Mocking Power Rangers and the broader world of sentai shows
is a little too easy. Stick characters in colored outfits, throw them in a
robot, start the discount fireworks, and you’re a champion of satire. It’s been
roasted to death in Japan’s cartoons and live-action shows for decades, and
most of these take-offs are downright lazy. A few are amusing, though, and a
brief anime series called Shinesman stands
out among the better ones.

Shinesman is a
parody of sentai run through the Japanese salaryman aesthetic, with a young
go-getter chosen as the leader of a superhero combat team just because he likes
the color red. Armed with sharp-edged business cards, his fellow armored Power Rangers
look-a-likes include Shinesman Gray, Shinesman Salmon Pink, and Shinesman
Sepia. Yes, it’s contrived and obvious comedy, but it’s saved by a rather
liberal approach to the English dub, which isn’t afraid to play up the
silliness of it all and invent some new jokes along the way (even if any and
all South Park references stopped being funny in 1999). And, unlike many
alleged anime comedies, Shinesman‘s
over before it can wear out its welcome.

As an hour-long comedy based on a much longer manga, Shinesman would have been made even if
Power Rangers had flopped in America. In fact, Shinesman might have been released in English even without any
Power Rangers pull, since its North American publisher, Media Blasters, bought
just about any cheap, short, direct-to-video anime in the late 1990s. Yet Shinesman and its dubbed treatment
wouldn’t have carried as much appeal without a cultural fixture like Power
Rangers for a target.?

?

1) It Got Kids to Love Giant Robots Again

Since the days of Gigantor,
robots have risen and fallen in favor among young American generations. After
reaching an apex of popularity with the Transformers
and dozens of imitators in the 1980s, robot-centric toys and cartoons slid out
of power, dethroned by the Ninja Turtles and, shockingly, cartoons that weren’t
even built around toy properties.

Power Rangers smashed these idols of taste and artistic
value. The Rangers had giant robots that formed an even more giant robot to
combat equally giant monsters, and all of them were perfect for toys. Voltron had done the same thing for
children of the 1980s, but it was never the toy-department wonder that Power
Rangers was.
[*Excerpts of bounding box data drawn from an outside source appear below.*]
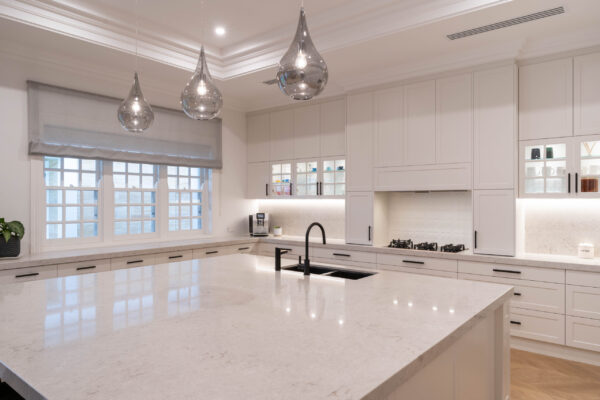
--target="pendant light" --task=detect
[181,1,223,119]
[277,7,329,100]
[117,0,154,133]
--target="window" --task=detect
[113,162,158,236]
[44,157,102,240]
[167,166,211,232]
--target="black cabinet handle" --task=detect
[492,268,521,274]
[15,272,40,278]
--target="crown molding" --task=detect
[0,0,512,80]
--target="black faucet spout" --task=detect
[304,222,327,275]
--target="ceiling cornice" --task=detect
[0,0,512,80]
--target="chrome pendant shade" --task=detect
[117,72,154,132]
[277,8,329,100]
[181,45,223,119]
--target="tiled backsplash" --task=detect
[258,199,345,239]
[387,191,472,247]
[517,199,600,257]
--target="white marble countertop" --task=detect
[261,236,600,272]
[0,255,512,400]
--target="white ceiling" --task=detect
[0,0,600,110]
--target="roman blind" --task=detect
[27,81,223,169]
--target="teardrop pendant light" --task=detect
[181,45,223,119]
[117,0,154,133]
[277,7,329,100]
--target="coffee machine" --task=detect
[248,213,269,236]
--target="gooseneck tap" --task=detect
[304,222,326,275]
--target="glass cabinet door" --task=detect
[294,160,319,196]
[321,160,346,196]
[578,140,600,195]
[269,163,292,197]
[521,143,569,196]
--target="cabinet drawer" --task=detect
[58,258,110,276]
[377,254,458,277]
[567,316,600,351]
[110,254,156,270]
[154,250,193,264]
[458,261,565,283]
[510,306,565,344]
[0,265,57,284]
[314,247,377,264]
[567,271,600,288]
[567,285,600,320]
[458,274,565,314]
[377,264,456,279]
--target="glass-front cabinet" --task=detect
[519,136,600,197]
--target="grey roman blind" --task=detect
[27,82,223,169]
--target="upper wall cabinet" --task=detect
[270,110,294,161]
[320,99,346,157]
[404,81,436,165]
[346,93,374,191]
[574,53,600,135]
[473,65,517,189]
[436,74,473,164]
[519,58,573,140]
[294,104,321,158]
[247,113,271,162]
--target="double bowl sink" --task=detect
[282,264,376,281]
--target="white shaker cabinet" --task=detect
[319,99,346,157]
[473,190,516,256]
[294,105,320,159]
[473,65,517,189]
[346,93,374,191]
[404,80,436,165]
[346,192,374,245]
[247,113,271,163]
[519,58,573,140]
[270,109,294,161]
[436,74,473,164]
[374,87,405,167]
[573,52,600,135]
[246,162,271,199]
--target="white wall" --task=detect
[0,54,255,254]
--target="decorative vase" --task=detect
[0,236,21,257]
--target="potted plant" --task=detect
[0,218,25,257]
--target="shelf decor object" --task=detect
[277,7,329,100]
[117,0,154,133]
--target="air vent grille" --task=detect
[447,7,565,40]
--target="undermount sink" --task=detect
[283,264,376,280]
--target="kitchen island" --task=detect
[0,255,512,399]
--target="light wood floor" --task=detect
[510,350,600,400]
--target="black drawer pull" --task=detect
[15,272,40,278]
[492,268,521,274]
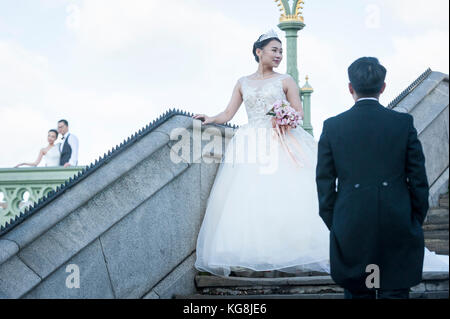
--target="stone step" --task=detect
[425,239,449,255]
[424,208,449,225]
[422,224,448,232]
[192,272,449,299]
[174,290,449,299]
[423,230,449,240]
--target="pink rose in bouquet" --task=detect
[266,100,303,128]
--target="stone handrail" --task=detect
[0,166,84,226]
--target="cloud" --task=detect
[0,40,48,108]
[381,0,449,28]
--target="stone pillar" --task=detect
[275,0,313,135]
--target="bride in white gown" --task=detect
[15,129,61,167]
[194,32,448,276]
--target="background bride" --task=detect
[14,129,61,167]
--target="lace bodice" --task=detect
[239,74,290,127]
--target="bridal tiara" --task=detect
[258,29,279,42]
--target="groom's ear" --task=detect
[348,83,355,95]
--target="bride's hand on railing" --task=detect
[192,114,214,125]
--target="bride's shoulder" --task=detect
[238,75,249,83]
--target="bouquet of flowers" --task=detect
[266,100,303,167]
[266,100,303,128]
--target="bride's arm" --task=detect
[194,81,243,124]
[286,76,303,118]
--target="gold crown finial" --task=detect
[275,0,305,23]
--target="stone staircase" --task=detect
[423,193,449,255]
[174,193,449,299]
[174,272,449,299]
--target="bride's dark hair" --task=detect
[253,34,282,63]
[48,129,58,138]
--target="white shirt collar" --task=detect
[356,97,378,102]
[61,131,69,141]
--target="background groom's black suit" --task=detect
[316,100,429,290]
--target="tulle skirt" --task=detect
[195,123,329,276]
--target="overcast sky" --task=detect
[0,0,449,167]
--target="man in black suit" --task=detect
[316,57,429,299]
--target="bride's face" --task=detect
[47,132,56,144]
[259,40,283,68]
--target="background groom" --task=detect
[316,57,428,298]
[58,120,78,167]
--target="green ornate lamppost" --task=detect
[275,0,313,135]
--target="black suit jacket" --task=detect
[316,100,429,289]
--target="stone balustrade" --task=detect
[0,166,84,226]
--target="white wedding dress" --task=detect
[43,143,61,167]
[195,74,448,276]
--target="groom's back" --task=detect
[325,100,412,185]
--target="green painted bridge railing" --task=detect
[0,166,85,226]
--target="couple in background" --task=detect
[193,32,448,299]
[15,120,78,167]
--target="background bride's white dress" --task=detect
[195,74,448,276]
[43,143,61,167]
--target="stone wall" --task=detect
[394,72,449,207]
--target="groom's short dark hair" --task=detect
[58,120,69,126]
[348,57,386,97]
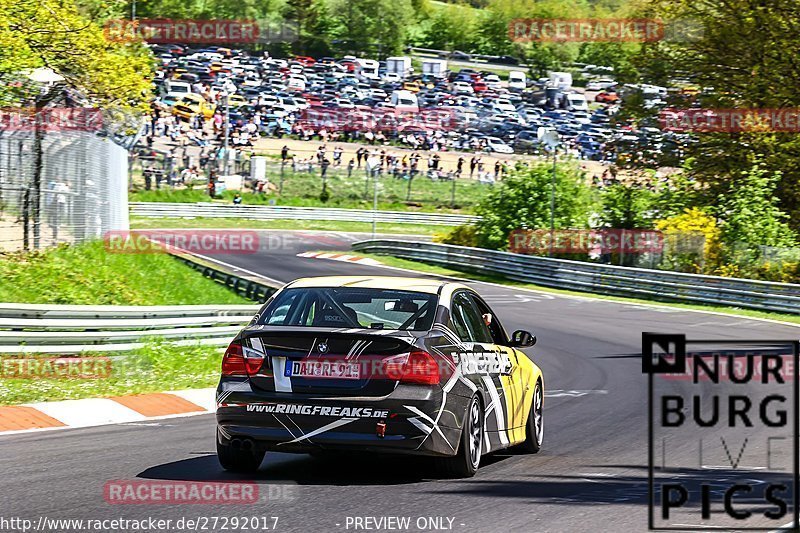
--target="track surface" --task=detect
[0,232,800,532]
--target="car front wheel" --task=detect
[520,381,544,453]
[440,396,483,478]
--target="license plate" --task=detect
[286,361,361,379]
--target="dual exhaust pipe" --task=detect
[231,437,256,452]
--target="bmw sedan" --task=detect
[216,277,544,477]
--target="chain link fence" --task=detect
[0,110,128,252]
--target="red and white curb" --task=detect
[0,388,216,435]
[297,252,383,266]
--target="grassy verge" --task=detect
[129,175,490,214]
[0,343,222,405]
[0,241,252,305]
[348,252,800,324]
[131,217,453,235]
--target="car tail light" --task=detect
[222,342,247,376]
[385,350,439,385]
[222,342,264,376]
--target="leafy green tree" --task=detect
[636,0,800,230]
[0,0,153,107]
[332,0,414,57]
[717,162,797,254]
[599,183,656,229]
[425,5,478,51]
[476,163,590,250]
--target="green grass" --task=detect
[0,342,222,405]
[131,217,453,235]
[129,169,491,214]
[350,252,800,324]
[0,241,252,305]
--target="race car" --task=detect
[216,276,544,477]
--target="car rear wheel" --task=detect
[217,432,266,473]
[520,381,544,453]
[440,396,483,478]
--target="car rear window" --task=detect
[258,287,438,331]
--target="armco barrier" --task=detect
[353,240,800,314]
[130,202,478,226]
[0,249,277,354]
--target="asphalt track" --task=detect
[0,232,800,532]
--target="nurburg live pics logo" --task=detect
[642,333,800,531]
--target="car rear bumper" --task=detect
[217,385,467,456]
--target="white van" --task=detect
[565,93,589,111]
[386,56,414,78]
[422,59,447,78]
[356,58,380,80]
[389,91,419,113]
[508,70,527,91]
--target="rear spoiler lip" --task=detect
[239,325,418,342]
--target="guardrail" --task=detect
[0,248,277,354]
[130,202,478,226]
[353,239,800,314]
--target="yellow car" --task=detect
[228,94,249,107]
[217,276,544,477]
[403,81,422,93]
[172,94,216,120]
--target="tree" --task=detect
[284,0,333,56]
[333,0,414,57]
[600,183,655,229]
[476,163,590,250]
[717,162,797,256]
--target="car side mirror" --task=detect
[511,329,536,348]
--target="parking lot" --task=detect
[141,45,691,191]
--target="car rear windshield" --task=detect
[258,287,438,331]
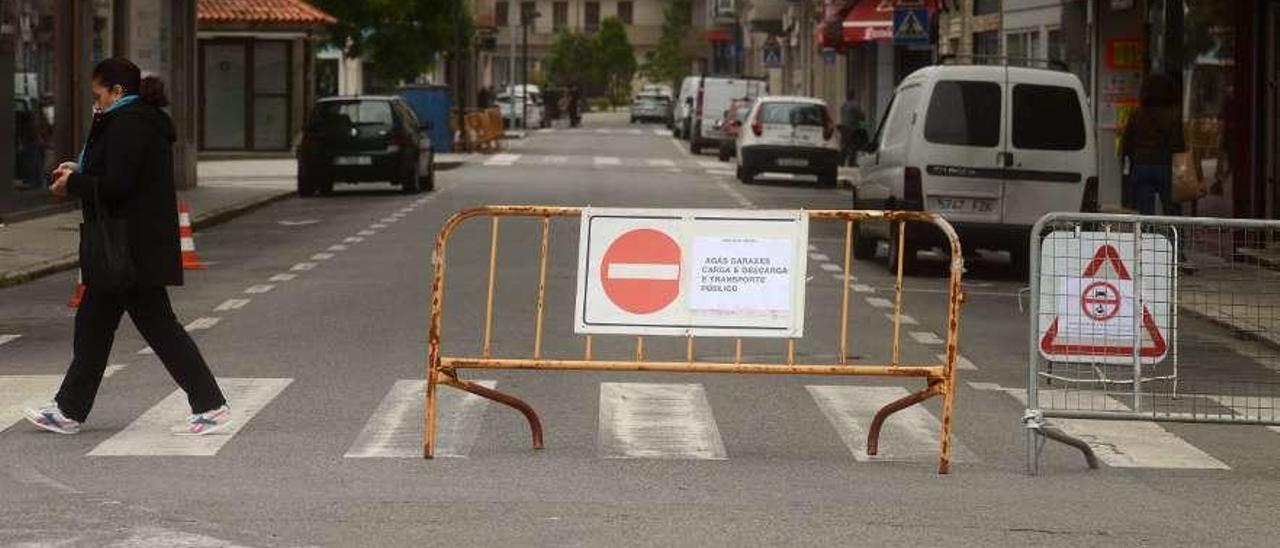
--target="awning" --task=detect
[822,0,938,47]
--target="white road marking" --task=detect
[214,298,250,312]
[855,295,893,309]
[0,364,124,431]
[969,383,1231,470]
[805,384,978,462]
[884,312,920,325]
[343,380,498,458]
[591,156,622,165]
[186,318,223,333]
[938,353,978,371]
[608,262,680,279]
[88,378,293,457]
[596,383,727,460]
[911,332,946,344]
[484,154,520,165]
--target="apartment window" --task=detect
[493,1,511,27]
[618,1,631,24]
[520,1,538,24]
[582,1,600,32]
[973,0,1002,15]
[552,1,568,31]
[973,31,1000,64]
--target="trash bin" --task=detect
[396,86,453,152]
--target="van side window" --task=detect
[1012,83,1085,150]
[924,79,1003,147]
[881,86,920,146]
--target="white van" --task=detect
[687,76,768,154]
[671,76,698,138]
[854,65,1098,271]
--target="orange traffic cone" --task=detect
[178,201,205,270]
[67,273,84,309]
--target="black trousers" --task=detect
[55,287,227,423]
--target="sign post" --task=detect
[573,207,809,338]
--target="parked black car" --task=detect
[297,96,435,197]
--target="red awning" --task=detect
[841,0,938,45]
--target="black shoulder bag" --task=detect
[79,181,136,293]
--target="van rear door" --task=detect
[910,73,1005,223]
[1004,74,1096,225]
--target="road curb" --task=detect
[0,191,293,288]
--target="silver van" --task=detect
[854,65,1098,271]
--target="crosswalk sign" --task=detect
[893,8,929,44]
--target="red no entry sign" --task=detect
[600,228,680,314]
[1080,282,1120,321]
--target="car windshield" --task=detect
[315,101,394,125]
[760,102,827,125]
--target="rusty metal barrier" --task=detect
[422,206,964,474]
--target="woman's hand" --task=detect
[49,169,72,198]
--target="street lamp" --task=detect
[511,9,543,129]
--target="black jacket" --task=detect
[67,101,182,287]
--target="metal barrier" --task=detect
[1023,214,1280,474]
[422,206,964,474]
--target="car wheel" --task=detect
[854,227,879,260]
[886,223,919,275]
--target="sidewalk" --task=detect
[0,160,296,288]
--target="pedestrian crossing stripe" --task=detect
[343,380,498,458]
[88,378,293,457]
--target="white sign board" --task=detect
[1038,232,1178,365]
[573,207,809,337]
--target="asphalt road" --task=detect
[0,113,1280,547]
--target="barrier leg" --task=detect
[867,379,942,455]
[442,376,543,449]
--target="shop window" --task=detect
[924,79,1002,147]
[1012,83,1085,150]
[618,1,631,24]
[493,1,511,27]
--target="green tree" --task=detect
[640,0,692,86]
[547,31,596,87]
[595,17,636,105]
[310,0,472,81]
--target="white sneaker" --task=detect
[22,402,79,434]
[173,405,232,435]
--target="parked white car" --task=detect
[854,65,1098,270]
[736,96,840,187]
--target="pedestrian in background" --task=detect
[1121,74,1187,215]
[26,58,230,435]
[840,90,867,168]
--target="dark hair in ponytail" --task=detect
[93,58,169,108]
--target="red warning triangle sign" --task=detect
[1041,243,1169,360]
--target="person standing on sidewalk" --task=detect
[26,58,230,435]
[840,90,867,168]
[1123,73,1187,215]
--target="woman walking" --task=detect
[27,58,230,435]
[1124,74,1187,215]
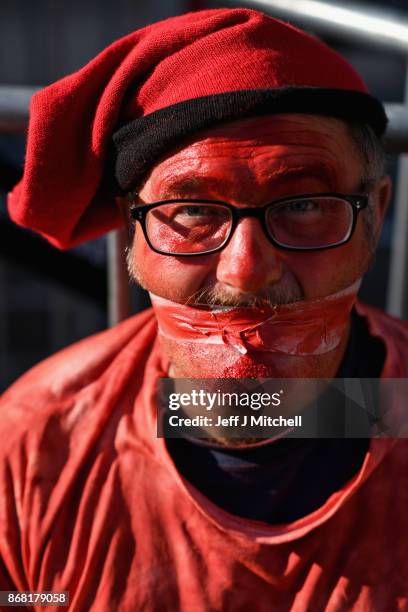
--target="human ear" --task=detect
[371,175,392,243]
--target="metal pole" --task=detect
[108,229,130,327]
[387,61,408,319]
[220,0,408,53]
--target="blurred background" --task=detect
[0,0,408,391]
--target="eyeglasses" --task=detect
[130,193,368,257]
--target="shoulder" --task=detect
[0,309,156,448]
[356,302,408,378]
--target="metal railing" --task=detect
[0,0,408,325]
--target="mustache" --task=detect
[185,285,304,308]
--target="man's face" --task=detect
[130,115,389,305]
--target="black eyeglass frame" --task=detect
[129,192,369,257]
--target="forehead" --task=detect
[140,114,361,197]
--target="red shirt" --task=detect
[0,305,408,612]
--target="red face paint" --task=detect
[151,281,360,359]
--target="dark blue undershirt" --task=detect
[167,312,385,524]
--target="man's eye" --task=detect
[177,206,218,217]
[285,200,320,213]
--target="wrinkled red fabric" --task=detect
[0,305,408,612]
[8,8,367,248]
[150,281,360,360]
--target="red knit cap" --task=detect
[9,9,386,248]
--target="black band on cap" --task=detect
[110,87,388,193]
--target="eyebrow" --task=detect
[155,163,337,199]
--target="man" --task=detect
[0,9,408,611]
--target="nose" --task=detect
[217,218,282,293]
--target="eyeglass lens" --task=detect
[146,197,353,254]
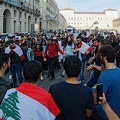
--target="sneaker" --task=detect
[47,73,50,78]
[49,77,55,81]
[40,76,43,80]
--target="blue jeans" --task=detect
[10,63,23,85]
[48,56,58,77]
[79,61,86,81]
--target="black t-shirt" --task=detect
[49,81,93,120]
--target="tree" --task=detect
[0,91,21,120]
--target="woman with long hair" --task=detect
[33,43,45,80]
[61,36,75,77]
[41,39,48,71]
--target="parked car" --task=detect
[0,33,13,42]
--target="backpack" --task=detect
[46,42,58,53]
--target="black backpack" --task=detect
[47,42,58,53]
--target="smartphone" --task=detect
[96,83,103,102]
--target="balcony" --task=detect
[0,0,21,8]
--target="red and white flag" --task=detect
[0,82,60,120]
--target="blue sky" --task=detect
[56,0,120,16]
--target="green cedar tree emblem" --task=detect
[0,91,21,120]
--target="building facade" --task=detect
[0,0,66,34]
[0,0,40,33]
[60,7,118,30]
[41,0,59,31]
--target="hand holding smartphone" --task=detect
[96,83,103,102]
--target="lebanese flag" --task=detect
[0,82,60,120]
[77,41,92,54]
[5,45,24,60]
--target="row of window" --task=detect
[14,10,26,19]
[68,17,114,20]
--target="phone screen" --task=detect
[96,83,103,102]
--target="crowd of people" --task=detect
[0,31,120,120]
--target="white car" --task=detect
[0,33,13,42]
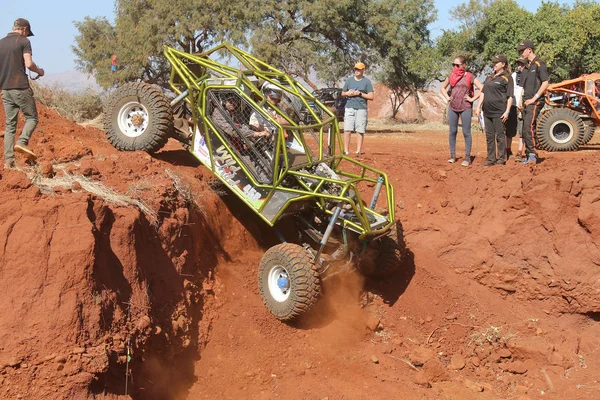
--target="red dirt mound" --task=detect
[0,98,600,400]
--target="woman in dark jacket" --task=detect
[475,54,514,167]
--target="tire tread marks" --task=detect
[104,82,173,153]
[372,221,406,277]
[258,243,321,321]
[536,108,584,151]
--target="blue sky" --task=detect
[0,0,573,74]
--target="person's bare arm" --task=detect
[23,53,44,76]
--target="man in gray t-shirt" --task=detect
[342,62,375,155]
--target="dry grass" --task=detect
[20,166,158,225]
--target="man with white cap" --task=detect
[0,18,44,169]
[342,62,375,155]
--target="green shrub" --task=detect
[31,82,103,122]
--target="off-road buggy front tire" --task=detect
[360,221,406,277]
[104,82,173,153]
[535,108,584,151]
[258,243,321,321]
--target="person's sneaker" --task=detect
[523,154,537,164]
[15,144,37,160]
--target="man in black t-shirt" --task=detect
[0,18,44,169]
[517,40,548,164]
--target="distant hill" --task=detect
[37,70,102,92]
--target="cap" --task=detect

Kids could get figures of the Power Rangers, the various
creatures, and, most importantly, the huge megazord mecha and its ultrazord
accoutrements. And they would break through the load-bearing walls of your
home.

These robot dinosaurs and apes helped rally other
mecha-based toy lines back to the front. In the years after Power Rangers
became huge, Transformers returned
with Beast Wars, and even Voltron came back with a CG remake. It
may be Voltron that’s remembered in
the West as the quintessential giant mecha piloted by a team of kids, but it’s
Power Rangers that reminded everyone why kids loved big robots.